Mittags fiel die Tochter erschöpft in den Sessel. Lena gluck-te um sie herum. "Erzähl mal, wie war s denn?" - "Oooch", das Mädchen winkte ab, "das hab ich doch mit links geschafft." Sie warf eine Mappe auf den Tisch. "Das sind meine Zeichnungen, die hab ich mit nach Hause nehmen dürfen, weil sie der Psychologe schon ausgewertet hat." Und schon war sie aus dem Zimmer. "Ich geh zu Lisa", hörte Lena noch, dann war sie allein. Neugierig nahm sie die Blätter aus der Mappe. Ulrike hatte lauter Tiere gemalt. "Wir sollten die Personen unserer Umgebung mit Tieren vergleichen", hatte sie der Mutter erklärt.

Lena lachte auf. Unter dem Wort "Bruder" erkannte sie auf der obersten Zeichnung eine Schildkröte. ´Roland und seine Kröten, dachte sie, doch dann begann sie zu überlegen: ´Schildkröte - Schild - harter Panzer - aha. Offensichtlich war das Brüderlein ein harter Brocken für Ulrike. "Na ja", Lena tätschelte im Geiste ihre eigene Schulter, "ich, die geborene Amateurpsychologin!"

Sie war neugierig geworden. Ihren Herrn Papa hatte Ulrike als Pferd gesehen, unverkennbar ein Ackergaul, kompakt, solide gebaut, ein Vaterpferd eben, es vermittelte zuverlässige Kraft. Dann betrachtete Lena das nächste Bild. Es war mit "Schwester" überschrieben. Unter dieses Wort war eine brütende Henne gemalt. Aha, Maria, die Älteste, die satt in sich ruhende werdende Mutter. Ihre jüngere Schwester hatte Ulrike als Schnecke dargestellt. Lena nickte beifällig. Gitti war nie und nirgends die Schnellste.
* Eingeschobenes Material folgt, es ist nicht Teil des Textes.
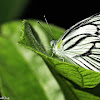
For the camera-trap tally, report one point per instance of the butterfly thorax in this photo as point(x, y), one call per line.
point(57, 47)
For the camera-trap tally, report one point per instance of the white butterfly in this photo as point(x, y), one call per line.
point(80, 44)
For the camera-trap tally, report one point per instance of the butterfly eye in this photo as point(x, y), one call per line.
point(53, 42)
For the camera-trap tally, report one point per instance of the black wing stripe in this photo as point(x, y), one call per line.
point(90, 65)
point(80, 62)
point(95, 59)
point(93, 62)
point(77, 42)
point(85, 34)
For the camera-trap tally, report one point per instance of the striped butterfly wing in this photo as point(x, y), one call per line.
point(81, 43)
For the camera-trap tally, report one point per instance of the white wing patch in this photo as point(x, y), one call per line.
point(81, 43)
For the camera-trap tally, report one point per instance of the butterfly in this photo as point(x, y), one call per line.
point(80, 44)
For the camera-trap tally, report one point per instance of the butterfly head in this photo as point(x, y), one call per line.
point(53, 42)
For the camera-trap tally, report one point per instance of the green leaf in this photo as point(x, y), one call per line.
point(62, 71)
point(21, 76)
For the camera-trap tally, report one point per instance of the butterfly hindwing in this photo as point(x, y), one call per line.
point(81, 43)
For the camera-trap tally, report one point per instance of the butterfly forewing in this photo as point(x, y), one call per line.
point(81, 43)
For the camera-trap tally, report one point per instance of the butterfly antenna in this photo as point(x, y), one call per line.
point(47, 24)
point(45, 29)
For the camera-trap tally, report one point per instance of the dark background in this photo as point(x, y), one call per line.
point(61, 13)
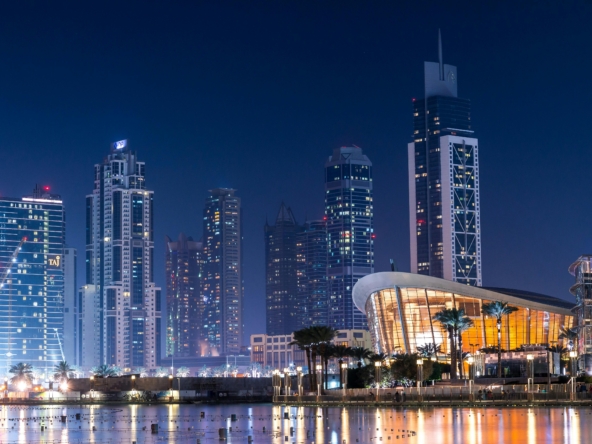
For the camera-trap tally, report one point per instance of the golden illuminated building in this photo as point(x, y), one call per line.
point(400, 308)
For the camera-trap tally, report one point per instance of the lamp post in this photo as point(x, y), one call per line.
point(344, 377)
point(319, 378)
point(377, 377)
point(471, 362)
point(299, 373)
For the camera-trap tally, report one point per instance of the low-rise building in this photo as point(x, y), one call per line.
point(277, 353)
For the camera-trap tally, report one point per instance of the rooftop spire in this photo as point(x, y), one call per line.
point(441, 71)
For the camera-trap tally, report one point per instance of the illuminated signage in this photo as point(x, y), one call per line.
point(54, 261)
point(120, 145)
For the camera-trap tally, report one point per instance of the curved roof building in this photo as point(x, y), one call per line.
point(400, 308)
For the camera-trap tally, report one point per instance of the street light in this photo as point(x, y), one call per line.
point(320, 378)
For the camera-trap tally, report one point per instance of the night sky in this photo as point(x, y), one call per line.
point(255, 96)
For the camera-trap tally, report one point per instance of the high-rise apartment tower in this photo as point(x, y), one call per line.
point(222, 276)
point(350, 234)
point(120, 290)
point(281, 280)
point(444, 219)
point(32, 280)
point(184, 261)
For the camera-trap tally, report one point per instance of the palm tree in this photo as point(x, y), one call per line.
point(183, 372)
point(141, 371)
point(340, 352)
point(303, 339)
point(360, 354)
point(570, 334)
point(22, 373)
point(498, 309)
point(429, 350)
point(461, 324)
point(322, 336)
point(103, 371)
point(446, 319)
point(63, 372)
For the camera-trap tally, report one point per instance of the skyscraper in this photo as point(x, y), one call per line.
point(222, 277)
point(350, 233)
point(281, 285)
point(32, 280)
point(119, 266)
point(444, 216)
point(72, 343)
point(311, 256)
point(184, 260)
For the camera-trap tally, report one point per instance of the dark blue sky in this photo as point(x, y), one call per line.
point(255, 95)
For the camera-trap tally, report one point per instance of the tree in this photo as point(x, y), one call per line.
point(446, 319)
point(21, 373)
point(141, 371)
point(498, 309)
point(103, 371)
point(303, 339)
point(340, 352)
point(569, 334)
point(360, 354)
point(63, 372)
point(322, 336)
point(183, 372)
point(428, 350)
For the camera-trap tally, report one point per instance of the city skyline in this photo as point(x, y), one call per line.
point(265, 132)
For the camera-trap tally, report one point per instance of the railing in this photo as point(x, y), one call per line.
point(508, 394)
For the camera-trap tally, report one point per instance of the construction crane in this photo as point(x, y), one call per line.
point(12, 259)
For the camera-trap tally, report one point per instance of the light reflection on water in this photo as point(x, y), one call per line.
point(335, 425)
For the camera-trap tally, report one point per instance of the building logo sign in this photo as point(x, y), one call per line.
point(120, 145)
point(54, 261)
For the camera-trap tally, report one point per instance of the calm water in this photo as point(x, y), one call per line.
point(182, 424)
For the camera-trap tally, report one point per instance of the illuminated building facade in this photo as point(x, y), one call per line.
point(443, 162)
point(581, 269)
point(311, 256)
point(32, 293)
point(281, 274)
point(400, 308)
point(350, 234)
point(126, 304)
point(184, 262)
point(222, 274)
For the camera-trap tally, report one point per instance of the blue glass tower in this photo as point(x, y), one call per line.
point(350, 234)
point(32, 291)
point(444, 223)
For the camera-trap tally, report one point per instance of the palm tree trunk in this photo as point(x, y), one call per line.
point(499, 347)
point(461, 367)
point(452, 354)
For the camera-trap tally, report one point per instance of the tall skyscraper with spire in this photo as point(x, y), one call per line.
point(222, 274)
point(121, 304)
point(281, 274)
point(444, 215)
point(350, 233)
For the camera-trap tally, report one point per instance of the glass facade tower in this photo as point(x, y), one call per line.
point(222, 277)
point(184, 261)
point(311, 256)
point(126, 303)
point(281, 283)
point(350, 234)
point(32, 280)
point(444, 182)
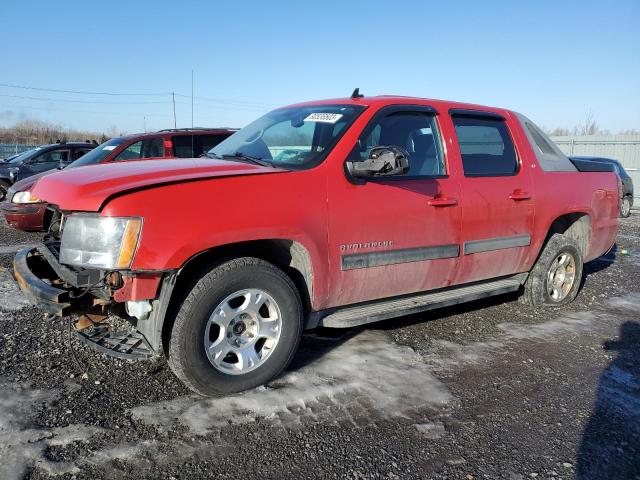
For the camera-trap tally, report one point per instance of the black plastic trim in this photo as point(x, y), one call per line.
point(467, 112)
point(498, 243)
point(392, 257)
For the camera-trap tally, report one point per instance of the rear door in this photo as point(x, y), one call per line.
point(395, 235)
point(497, 202)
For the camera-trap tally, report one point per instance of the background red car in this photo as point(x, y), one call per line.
point(25, 212)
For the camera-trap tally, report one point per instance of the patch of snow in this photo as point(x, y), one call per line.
point(432, 430)
point(353, 381)
point(6, 249)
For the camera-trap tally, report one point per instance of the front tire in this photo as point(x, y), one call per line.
point(238, 328)
point(625, 207)
point(555, 278)
point(4, 186)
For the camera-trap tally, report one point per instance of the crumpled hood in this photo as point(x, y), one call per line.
point(87, 188)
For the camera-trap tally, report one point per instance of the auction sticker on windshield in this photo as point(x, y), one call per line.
point(323, 117)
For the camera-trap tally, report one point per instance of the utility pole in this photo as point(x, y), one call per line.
point(173, 96)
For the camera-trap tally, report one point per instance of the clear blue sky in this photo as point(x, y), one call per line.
point(552, 60)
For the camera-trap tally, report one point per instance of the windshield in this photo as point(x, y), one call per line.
point(24, 156)
point(294, 138)
point(98, 154)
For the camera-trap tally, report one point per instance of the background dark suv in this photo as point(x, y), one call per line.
point(27, 213)
point(40, 159)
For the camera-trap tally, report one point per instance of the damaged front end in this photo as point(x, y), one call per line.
point(116, 311)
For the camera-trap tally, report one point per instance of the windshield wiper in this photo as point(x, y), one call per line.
point(250, 158)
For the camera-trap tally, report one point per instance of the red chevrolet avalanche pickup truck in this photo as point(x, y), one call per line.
point(330, 213)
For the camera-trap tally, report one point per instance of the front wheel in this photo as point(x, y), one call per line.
point(4, 186)
point(238, 328)
point(625, 207)
point(556, 276)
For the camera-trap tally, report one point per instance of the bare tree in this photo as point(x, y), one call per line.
point(36, 132)
point(590, 126)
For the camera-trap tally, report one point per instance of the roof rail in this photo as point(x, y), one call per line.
point(194, 129)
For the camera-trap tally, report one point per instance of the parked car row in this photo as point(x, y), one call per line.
point(40, 159)
point(24, 211)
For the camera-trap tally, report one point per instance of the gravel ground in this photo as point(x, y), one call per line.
point(492, 389)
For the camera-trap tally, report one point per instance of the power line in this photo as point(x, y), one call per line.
point(49, 99)
point(85, 111)
point(168, 94)
point(24, 87)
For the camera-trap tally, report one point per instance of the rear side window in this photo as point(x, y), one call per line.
point(182, 146)
point(79, 153)
point(149, 148)
point(486, 147)
point(539, 140)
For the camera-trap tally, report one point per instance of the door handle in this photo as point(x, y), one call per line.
point(442, 202)
point(519, 195)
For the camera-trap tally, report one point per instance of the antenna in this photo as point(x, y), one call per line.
point(192, 98)
point(173, 96)
point(356, 94)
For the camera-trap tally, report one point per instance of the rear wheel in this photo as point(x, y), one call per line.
point(4, 186)
point(238, 328)
point(625, 207)
point(556, 276)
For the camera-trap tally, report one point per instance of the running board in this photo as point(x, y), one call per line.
point(352, 316)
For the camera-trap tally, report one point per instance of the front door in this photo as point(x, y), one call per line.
point(395, 235)
point(497, 203)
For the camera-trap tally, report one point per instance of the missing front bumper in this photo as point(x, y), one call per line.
point(31, 271)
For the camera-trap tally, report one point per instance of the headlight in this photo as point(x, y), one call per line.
point(99, 242)
point(24, 197)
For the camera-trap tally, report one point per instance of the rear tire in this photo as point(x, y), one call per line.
point(4, 186)
point(238, 328)
point(625, 207)
point(555, 278)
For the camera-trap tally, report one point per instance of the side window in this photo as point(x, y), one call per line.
point(55, 156)
point(182, 146)
point(152, 147)
point(415, 132)
point(79, 152)
point(204, 143)
point(486, 147)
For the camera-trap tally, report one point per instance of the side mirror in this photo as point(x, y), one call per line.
point(382, 162)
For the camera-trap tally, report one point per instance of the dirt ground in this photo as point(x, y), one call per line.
point(492, 389)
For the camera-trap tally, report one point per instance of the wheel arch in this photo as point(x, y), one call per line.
point(289, 255)
point(576, 225)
Sie starrte das letzte der Bilder an. Ihre Hände zitterten. Die Skizze verschwamm vor ihren Augen. Auf Anhieb hatte sie erkannt, was die Zeichnung darstellen sollte, trotzdem fragte sie sich: "Was ist denn das?" Das Tier, ein Esel, war mit "Mama" überschrieben. "Aha", sagte sie noch einmal, und jetzt zitterten auch ihre Lippen.

Abends trat sie an das Bett ihrer Tochter und setzte dreimal an, ehe sie die Frage heraus bekam: "Siehst du mich wirklich als einen dummen Esel an, Ulrike?"

Das Mädchen setzte sich erschrocken auf. "Dumm? - Ach wo! Ich hab gelesen, der Esel sei ein sehr intelligentes Tier und trage geduldig viele Lasten." - "Ach so!" Lena wischte sich leicht über die Augen. Ulrike zwinkerte. "Aber so ein Esel ist manchmal auch ganz schön störrisch. Wie du neulich, als ich nicht mit auf die Party durfte."